Do you finish reading every book you start? I don’t. Well, I do most of the time, but every now and then I start one where I just can’t justify my time. Life is short and there are too many good books calling my name. More than I can read in a lifetime.
It happened to me again recently. I’ve been trying to read it, hoping it would improve, but it just didn’t. I now have a better understanding of my own editor’s comments regarding passive versus active voice. This book is written almost entirely in passive voice. The author is merely telling the story rather than allowing the reader to experience it.
We did this…we did that…then time passed and we did something else… Very little dialogue and action mixing with the narrative. It keeps putting me to sleep.
This wouldn’t be the only reason I don’t finish a book. It has been several years, but the one before was confusing. It advertised as the first in a series, but it read like I was being dropped in the middle of whatever was happening to the heroine. The story’s premise was interesting, so I pushed on for a while hoping for a sudden clarification, but it never came so I deleted it from my kindle. Happy I had bought it on sale. The time before I quit early in a NYT best seller because I didn’t like the bad guys. I know, you’re not supposed to, but I REALLY didn’t like them.

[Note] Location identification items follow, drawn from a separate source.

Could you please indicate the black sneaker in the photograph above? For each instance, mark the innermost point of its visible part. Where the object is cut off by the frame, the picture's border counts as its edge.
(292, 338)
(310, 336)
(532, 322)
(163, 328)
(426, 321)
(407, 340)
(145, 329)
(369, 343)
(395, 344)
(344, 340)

Each time I moved on to something else and was glad for it. Last week I picked up an Eloisa James book I purchased at a book signing several years back. I’ve had it in my to-be-read pile ever since and am reminded what is truly good writing. This one is hard to put down. I even feel a little sorry for the bad guy.

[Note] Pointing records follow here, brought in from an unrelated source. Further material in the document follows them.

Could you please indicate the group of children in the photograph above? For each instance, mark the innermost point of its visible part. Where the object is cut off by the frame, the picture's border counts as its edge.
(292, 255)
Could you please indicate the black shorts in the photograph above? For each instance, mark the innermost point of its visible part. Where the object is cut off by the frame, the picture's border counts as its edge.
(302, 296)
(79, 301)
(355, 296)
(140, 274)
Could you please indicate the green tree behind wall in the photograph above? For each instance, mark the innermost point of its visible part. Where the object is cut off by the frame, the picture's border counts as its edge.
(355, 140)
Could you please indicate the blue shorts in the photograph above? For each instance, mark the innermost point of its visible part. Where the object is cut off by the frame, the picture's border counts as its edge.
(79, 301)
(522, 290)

As I said, life’s too short to waste on a boring, or just plain bad, read. When I pick up a book, I want to be thrown head first into another time and place filled with interesting people who will help me forget whatever’s going on in my own world.
It’s the same when I’m writing. I spend more time editing the first chapter than any other. I know if I don’t catch my readers right from the start, the rest of the book doesn’t matter.